As part of this conversation, managers explicitly laid out the decision rights and accountability metrics for each direct report.

The result? Role clarity enabled easier navigation for employees, sped up decision making, and resulted in decisions that were much more customer focused.

Creative solutions and coordination: Open innovation

Routine working sessions are fairly straightforward. What many organisations struggle with is finding innovative ways to identify and drive toward solutions. How often do you tell your teams what to do versus empowering them to come up with solutions?

While they may solve the immediate need to “get stuff done,” bureaucracies and micromanagement are a recipe for disaster.

They slow down the organisational response to the market and customers, prevent leaders from focusing on strategic priorities, and harm employee engagement.

Case Study

Take Haier. The Chinese appliance maker divided itself into more than 4,000 microenterprises with ten to 15 employees each, organised in an open ecosystem of users, inventors, and partners (see sidebar.

This shift turned employees into energetic entrepreneurs who were directly accountable for customers. Haier’s microenterprises are free to form and evolve with little central direction, but they share the same approach to target setting, internal contracting, and cross-unit coordination.

Empowering employees to drive innovative solutions has taken the company from innovation-phobic to entrepreneurial at scale.

Since 2015, revenue from Haier Smart Home, the company’s listed home-appliance business, has grown by more than 18 percent a year, topping 209 billion renminbi ($32 billion) in 2020. The company has also made a string of acquisitions, including the 2016 purchase of GE Appliances, with new ventures creating more than $2 billion in market value.

Empowering others doesn’t mean leaving employees alone

Successful empowerment, counterintuitively, doesn’t mean leaving employees alone. Empowerment requires leaders to give employees both the tools and the right level of guidance and involvement.

Leaders should play what we call the coach role: coaches don’t tell people what to do but instead provide guidance and guardrails and ensure accountability, while stepping back and allowing others to come up with solutions.

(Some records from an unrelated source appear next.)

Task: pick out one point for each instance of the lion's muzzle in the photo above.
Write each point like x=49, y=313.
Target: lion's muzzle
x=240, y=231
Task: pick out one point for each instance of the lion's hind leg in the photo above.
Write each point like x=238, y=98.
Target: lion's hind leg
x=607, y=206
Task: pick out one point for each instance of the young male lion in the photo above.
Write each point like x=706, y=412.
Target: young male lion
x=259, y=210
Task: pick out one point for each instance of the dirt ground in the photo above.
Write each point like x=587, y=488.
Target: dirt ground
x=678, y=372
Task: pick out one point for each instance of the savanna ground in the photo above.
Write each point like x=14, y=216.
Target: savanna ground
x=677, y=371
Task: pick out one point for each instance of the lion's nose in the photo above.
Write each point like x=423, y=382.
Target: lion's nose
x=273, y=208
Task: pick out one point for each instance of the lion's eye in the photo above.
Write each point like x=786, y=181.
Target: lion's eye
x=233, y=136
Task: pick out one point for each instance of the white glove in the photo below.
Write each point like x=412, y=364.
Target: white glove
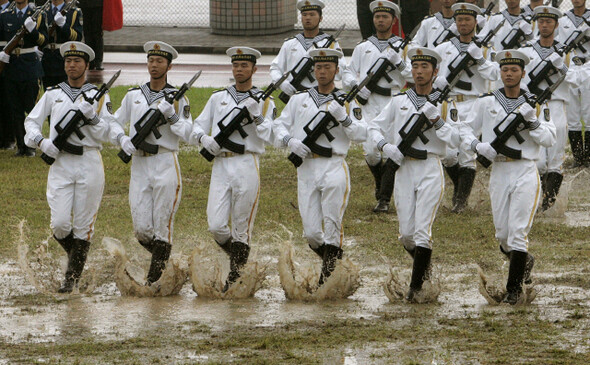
x=287, y=88
x=48, y=148
x=59, y=19
x=253, y=107
x=393, y=153
x=440, y=83
x=30, y=25
x=166, y=109
x=555, y=60
x=486, y=150
x=210, y=144
x=392, y=56
x=474, y=51
x=528, y=112
x=127, y=146
x=338, y=111
x=86, y=109
x=364, y=93
x=4, y=57
x=298, y=148
x=430, y=111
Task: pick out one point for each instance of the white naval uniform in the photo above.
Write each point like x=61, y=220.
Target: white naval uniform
x=483, y=73
x=323, y=183
x=235, y=178
x=296, y=48
x=576, y=110
x=75, y=183
x=419, y=184
x=365, y=54
x=515, y=187
x=551, y=158
x=431, y=28
x=155, y=186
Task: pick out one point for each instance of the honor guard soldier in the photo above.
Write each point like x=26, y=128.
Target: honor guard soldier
x=323, y=183
x=368, y=57
x=60, y=28
x=155, y=186
x=235, y=178
x=23, y=70
x=419, y=183
x=436, y=28
x=576, y=20
x=474, y=80
x=545, y=50
x=514, y=183
x=76, y=181
x=294, y=51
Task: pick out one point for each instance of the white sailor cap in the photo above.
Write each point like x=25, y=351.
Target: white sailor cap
x=466, y=9
x=386, y=6
x=306, y=5
x=243, y=54
x=424, y=54
x=77, y=49
x=512, y=57
x=157, y=48
x=325, y=55
x=548, y=12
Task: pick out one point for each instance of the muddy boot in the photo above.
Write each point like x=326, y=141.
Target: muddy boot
x=577, y=146
x=237, y=259
x=331, y=254
x=160, y=255
x=552, y=186
x=419, y=269
x=465, y=183
x=453, y=172
x=376, y=170
x=76, y=262
x=515, y=276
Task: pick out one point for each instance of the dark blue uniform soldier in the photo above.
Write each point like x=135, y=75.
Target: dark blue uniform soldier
x=67, y=28
x=23, y=71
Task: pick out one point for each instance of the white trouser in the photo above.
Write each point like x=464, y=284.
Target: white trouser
x=551, y=158
x=515, y=191
x=419, y=188
x=74, y=190
x=233, y=194
x=154, y=194
x=323, y=187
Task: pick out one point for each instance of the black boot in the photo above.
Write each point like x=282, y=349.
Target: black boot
x=516, y=271
x=419, y=270
x=76, y=262
x=453, y=172
x=465, y=183
x=160, y=255
x=577, y=146
x=331, y=254
x=552, y=186
x=237, y=259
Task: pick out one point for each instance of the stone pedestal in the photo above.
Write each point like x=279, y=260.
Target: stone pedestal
x=252, y=17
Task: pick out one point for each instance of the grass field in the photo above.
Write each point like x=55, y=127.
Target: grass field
x=461, y=328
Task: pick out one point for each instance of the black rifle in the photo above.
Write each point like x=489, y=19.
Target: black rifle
x=512, y=124
x=72, y=122
x=325, y=122
x=238, y=121
x=151, y=120
x=303, y=68
x=464, y=60
x=381, y=69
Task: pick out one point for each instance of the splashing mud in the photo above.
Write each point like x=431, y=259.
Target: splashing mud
x=299, y=281
x=130, y=278
x=209, y=268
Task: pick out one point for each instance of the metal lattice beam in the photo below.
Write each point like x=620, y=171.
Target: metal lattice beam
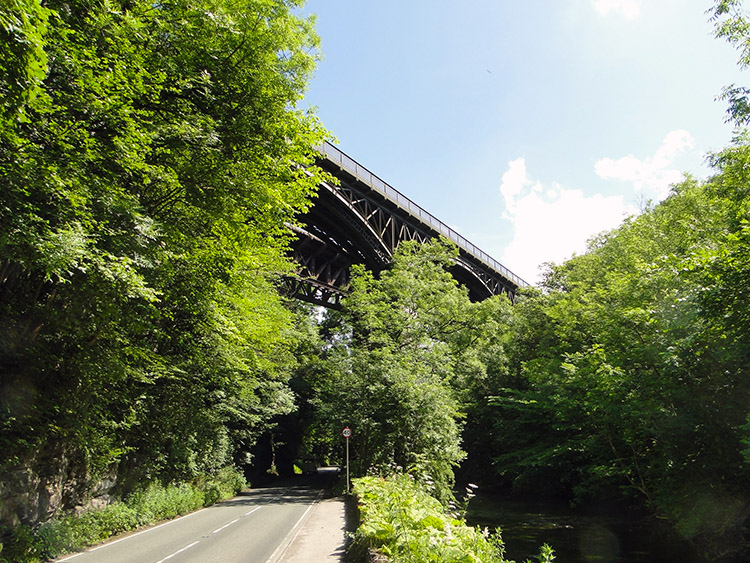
x=361, y=221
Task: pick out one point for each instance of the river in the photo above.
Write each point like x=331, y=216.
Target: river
x=596, y=534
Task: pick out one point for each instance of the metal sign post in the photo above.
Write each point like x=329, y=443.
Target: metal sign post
x=347, y=433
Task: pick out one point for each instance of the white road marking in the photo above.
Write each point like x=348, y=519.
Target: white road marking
x=130, y=536
x=178, y=551
x=225, y=525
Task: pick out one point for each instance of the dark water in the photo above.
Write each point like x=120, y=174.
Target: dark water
x=596, y=534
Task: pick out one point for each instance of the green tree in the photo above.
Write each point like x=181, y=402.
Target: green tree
x=398, y=364
x=143, y=221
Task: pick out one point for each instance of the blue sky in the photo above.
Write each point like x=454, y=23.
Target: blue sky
x=528, y=126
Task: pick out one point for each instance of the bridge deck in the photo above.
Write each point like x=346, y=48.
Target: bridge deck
x=334, y=155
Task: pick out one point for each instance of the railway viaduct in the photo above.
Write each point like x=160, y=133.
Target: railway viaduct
x=361, y=221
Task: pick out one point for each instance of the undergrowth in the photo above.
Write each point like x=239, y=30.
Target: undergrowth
x=403, y=521
x=145, y=507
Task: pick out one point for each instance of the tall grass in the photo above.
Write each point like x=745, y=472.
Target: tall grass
x=404, y=522
x=148, y=506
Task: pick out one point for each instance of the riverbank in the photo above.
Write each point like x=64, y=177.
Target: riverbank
x=595, y=532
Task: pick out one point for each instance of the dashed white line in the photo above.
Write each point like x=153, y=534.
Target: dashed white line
x=178, y=551
x=225, y=525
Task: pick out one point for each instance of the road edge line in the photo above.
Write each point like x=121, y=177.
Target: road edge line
x=287, y=541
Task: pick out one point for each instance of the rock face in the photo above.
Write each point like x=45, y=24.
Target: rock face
x=47, y=484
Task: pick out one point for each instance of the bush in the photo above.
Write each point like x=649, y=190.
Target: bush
x=405, y=523
x=153, y=503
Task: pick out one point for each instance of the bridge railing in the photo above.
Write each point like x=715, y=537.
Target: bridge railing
x=357, y=170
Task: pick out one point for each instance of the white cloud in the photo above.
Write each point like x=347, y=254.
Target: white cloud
x=629, y=9
x=551, y=223
x=651, y=176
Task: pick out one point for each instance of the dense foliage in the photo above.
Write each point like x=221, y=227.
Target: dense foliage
x=141, y=508
x=403, y=358
x=151, y=155
x=404, y=522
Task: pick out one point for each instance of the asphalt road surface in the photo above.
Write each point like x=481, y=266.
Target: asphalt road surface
x=252, y=527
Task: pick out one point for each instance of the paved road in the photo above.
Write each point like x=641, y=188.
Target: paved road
x=252, y=527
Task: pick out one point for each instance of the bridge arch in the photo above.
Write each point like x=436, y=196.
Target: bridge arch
x=361, y=221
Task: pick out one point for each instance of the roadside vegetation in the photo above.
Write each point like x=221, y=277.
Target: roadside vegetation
x=75, y=532
x=404, y=522
x=152, y=159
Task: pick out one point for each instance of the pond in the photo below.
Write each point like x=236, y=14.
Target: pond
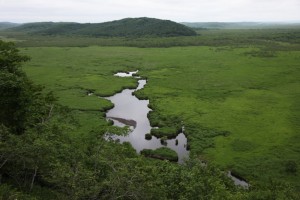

Haier was able to use a variety of tools—including objectives and key results (OKRs) and common problem statements—to foster an agile way of working across the enterprise that focuses innovative organizational energy on the most important topics.

Not all companies can do this, and some will never be ready for enterprise agility. But every organisation can take steps to improve the speed and quality of decisions made by empowered individuals.